Kevin Ashley

Personal information
- Full name: Kevin Mark Ashley
- Date of birth: 31 December 1968
- Place of birth: Birmingham, England
- Height: 5 ft 7 in (1.70 m)
- Position: Right back

Youth career
- 1984–1986: Birmingham City

Senior career*
- Years: Team / Apps / (Gls)
- 1986–1990: Birmingham City / 57 / (1)
- 1990–1994: Wolverhampton Wanderers / 88 / (1)
- 1994–1996: Peterborough United / 36 / (0)
- 1996: → Doncaster Rovers (loan) / 3 / (0)
- 1996–1998: Telford United / 47 / (3)
- 1998–2000: Bromsgrove Rovers
- 2000: Paget Rangers / 1 / (0)

= Kevin Ashley =

English footballer

Kevin Mark Ashley (born 31 December 1968) is an English former professional footballer who played as a right back.
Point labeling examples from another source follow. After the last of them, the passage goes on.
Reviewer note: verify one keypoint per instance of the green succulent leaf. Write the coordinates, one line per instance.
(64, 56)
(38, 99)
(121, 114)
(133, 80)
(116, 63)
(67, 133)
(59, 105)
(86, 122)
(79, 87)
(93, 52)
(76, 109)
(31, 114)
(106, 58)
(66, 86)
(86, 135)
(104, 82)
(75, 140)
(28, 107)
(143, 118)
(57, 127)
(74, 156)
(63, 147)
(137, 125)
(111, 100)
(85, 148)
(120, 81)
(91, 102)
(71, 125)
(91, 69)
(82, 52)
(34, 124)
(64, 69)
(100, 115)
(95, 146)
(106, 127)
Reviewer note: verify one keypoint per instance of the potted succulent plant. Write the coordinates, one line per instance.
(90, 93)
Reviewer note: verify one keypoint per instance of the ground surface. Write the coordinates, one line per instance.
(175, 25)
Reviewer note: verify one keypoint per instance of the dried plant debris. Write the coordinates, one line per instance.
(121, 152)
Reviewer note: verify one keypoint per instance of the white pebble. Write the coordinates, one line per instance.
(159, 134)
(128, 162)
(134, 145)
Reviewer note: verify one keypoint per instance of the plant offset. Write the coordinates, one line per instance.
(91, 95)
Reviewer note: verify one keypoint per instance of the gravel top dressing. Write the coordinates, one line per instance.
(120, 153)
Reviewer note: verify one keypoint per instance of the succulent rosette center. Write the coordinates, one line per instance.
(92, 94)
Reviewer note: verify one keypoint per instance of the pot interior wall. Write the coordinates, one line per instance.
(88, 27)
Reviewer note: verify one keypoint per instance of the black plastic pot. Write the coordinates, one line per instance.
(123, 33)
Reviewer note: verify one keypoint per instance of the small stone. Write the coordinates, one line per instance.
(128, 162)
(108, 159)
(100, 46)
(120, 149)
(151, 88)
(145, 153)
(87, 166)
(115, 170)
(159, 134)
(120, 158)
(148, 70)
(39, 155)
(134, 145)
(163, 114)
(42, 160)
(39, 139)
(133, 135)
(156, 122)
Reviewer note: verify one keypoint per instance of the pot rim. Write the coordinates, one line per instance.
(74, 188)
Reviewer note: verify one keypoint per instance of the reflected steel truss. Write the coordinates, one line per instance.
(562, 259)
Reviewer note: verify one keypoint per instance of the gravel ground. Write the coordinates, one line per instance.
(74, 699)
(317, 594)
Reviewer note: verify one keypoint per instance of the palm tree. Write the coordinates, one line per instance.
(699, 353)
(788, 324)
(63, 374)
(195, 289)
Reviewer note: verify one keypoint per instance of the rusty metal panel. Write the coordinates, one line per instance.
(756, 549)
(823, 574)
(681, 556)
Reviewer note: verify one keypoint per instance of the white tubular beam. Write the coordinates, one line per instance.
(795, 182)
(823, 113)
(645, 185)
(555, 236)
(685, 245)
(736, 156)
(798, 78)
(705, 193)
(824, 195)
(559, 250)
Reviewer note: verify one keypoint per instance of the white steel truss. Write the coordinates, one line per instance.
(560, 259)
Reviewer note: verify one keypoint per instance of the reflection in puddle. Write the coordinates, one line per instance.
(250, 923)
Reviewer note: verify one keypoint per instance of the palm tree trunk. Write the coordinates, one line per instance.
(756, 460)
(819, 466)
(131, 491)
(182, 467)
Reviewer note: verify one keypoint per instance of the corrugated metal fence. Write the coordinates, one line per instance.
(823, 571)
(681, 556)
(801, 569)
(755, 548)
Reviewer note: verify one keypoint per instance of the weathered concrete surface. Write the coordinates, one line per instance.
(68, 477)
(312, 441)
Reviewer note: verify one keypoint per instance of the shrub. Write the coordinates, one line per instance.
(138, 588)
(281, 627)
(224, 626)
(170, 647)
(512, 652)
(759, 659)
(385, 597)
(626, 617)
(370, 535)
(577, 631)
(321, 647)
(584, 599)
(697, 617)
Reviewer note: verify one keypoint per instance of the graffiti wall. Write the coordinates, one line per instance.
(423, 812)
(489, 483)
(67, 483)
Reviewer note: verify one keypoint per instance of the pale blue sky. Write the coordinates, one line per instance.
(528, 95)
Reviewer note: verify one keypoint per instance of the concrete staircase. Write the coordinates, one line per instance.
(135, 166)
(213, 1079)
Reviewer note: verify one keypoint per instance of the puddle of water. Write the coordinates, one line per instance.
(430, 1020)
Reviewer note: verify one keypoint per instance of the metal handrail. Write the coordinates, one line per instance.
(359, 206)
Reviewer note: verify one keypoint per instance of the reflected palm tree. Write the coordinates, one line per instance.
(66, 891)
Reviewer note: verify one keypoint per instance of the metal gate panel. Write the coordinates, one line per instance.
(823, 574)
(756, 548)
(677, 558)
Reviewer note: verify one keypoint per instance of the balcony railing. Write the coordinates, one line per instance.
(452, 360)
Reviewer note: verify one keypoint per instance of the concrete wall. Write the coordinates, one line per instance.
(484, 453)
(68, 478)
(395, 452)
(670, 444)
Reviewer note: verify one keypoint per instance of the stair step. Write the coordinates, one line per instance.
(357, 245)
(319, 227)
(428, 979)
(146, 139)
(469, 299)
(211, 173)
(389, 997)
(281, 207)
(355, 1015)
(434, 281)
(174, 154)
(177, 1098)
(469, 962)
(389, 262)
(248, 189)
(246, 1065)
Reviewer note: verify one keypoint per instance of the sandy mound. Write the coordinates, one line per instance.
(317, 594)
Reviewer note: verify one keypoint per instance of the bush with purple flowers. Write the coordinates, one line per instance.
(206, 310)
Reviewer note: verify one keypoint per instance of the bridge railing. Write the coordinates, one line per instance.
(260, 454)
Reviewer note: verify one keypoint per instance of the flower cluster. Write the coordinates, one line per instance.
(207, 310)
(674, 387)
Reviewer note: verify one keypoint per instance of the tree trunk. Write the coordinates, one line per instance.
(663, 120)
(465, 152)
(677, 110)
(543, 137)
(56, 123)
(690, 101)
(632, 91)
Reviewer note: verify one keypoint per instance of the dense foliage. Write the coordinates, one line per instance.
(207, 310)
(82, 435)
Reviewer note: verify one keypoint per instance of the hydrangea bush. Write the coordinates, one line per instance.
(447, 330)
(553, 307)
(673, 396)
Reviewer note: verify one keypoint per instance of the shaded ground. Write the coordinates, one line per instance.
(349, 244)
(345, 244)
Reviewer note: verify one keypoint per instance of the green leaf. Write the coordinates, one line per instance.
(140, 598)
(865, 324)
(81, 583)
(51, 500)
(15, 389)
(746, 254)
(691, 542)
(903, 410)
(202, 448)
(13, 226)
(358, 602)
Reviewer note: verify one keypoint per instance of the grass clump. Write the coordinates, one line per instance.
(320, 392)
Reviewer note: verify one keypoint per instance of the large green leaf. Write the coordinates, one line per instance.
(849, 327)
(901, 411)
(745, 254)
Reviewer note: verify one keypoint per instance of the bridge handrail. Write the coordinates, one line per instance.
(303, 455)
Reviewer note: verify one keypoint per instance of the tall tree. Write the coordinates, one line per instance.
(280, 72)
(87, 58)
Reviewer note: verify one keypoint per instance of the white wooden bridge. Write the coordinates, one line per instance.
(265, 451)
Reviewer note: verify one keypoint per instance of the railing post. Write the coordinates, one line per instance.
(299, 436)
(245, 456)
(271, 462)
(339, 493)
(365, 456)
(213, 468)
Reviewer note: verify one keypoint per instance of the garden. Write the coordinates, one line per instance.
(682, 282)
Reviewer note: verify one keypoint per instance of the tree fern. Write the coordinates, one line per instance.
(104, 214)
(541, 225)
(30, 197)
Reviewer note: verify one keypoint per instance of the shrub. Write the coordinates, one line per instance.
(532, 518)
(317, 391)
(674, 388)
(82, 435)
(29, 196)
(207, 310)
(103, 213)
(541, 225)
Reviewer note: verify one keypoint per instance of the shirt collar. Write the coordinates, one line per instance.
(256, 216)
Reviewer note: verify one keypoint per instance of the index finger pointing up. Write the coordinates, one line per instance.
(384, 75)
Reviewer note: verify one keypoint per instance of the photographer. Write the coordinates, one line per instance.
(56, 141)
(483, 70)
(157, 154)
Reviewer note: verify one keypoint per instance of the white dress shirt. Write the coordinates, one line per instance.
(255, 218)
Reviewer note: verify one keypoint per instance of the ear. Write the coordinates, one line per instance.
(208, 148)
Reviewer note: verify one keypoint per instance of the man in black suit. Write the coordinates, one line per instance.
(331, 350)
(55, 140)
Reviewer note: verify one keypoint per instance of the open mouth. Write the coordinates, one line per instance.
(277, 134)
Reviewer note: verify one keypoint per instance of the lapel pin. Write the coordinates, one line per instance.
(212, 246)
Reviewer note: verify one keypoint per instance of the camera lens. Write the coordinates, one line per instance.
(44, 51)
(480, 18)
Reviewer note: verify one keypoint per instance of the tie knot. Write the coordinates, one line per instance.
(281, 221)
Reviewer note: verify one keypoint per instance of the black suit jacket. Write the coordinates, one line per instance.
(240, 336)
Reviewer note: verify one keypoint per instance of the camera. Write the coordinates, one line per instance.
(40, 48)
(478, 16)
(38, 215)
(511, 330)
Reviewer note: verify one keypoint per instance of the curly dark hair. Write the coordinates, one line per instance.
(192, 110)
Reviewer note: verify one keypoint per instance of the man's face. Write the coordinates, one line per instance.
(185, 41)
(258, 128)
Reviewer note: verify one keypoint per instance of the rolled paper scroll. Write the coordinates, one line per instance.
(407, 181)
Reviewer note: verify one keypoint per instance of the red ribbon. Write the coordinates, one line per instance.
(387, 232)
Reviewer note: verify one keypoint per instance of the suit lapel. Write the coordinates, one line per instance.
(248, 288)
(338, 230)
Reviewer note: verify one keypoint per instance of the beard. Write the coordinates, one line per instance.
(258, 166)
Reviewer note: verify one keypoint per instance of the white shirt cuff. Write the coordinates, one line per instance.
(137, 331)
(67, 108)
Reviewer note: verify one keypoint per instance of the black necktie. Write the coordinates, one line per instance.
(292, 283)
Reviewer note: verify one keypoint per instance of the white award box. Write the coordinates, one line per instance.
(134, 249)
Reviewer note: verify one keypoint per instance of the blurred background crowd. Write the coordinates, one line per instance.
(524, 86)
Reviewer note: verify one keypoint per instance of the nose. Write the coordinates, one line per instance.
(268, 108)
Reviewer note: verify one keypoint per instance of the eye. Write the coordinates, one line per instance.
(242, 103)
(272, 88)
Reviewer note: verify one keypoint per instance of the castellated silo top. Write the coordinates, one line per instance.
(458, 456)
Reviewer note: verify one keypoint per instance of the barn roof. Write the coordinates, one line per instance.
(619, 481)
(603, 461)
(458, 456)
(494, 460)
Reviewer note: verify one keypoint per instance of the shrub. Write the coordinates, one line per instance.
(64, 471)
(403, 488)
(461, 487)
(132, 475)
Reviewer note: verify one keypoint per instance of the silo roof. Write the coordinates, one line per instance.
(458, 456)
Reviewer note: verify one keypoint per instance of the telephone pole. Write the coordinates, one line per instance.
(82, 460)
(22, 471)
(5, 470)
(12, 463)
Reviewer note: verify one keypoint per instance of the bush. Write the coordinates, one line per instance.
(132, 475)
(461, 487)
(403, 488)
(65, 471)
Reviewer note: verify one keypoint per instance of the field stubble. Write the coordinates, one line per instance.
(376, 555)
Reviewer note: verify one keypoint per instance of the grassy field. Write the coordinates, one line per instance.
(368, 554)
He made 184 appearances in the Football League, scoring twice.

==Career==
Ashley was born in Kings Heath, Birmingham. He began his career under the YTS scheme with his local club, Birmingham City, and progressed to the first team, making his debut on 12 April 1987 in a 1–0 defeat to local rivals West Bromwich Albion. He made 66 appearances in all competitions before moving to their Midlands neighbours Wolverhampton Wanderers for £500,000 in September 1990.

He made his Wolves debut as a substitute in a 1–1 draw at West Ham United on 15 September 1990 but had his first season disrupted by injury. He regained his fitness for the following season and was almost ever-present. However, his injury troubles resurfaced and he never played for the club after April 1993. In total, he made 99 appearances for the team.

He was given a free transfer to Peterborough United in August 1994, but was unable to hold down a regular place and spent a spell on loan at Doncaster Rovers in 1996.

He then moved into non-league football, first with Telford United of the Conference, and then with Southern League clubs Bromsgrove Rovers and Paget Rangers, for whom he made one appearance before injury to his knee forced him to give up the game in 2000.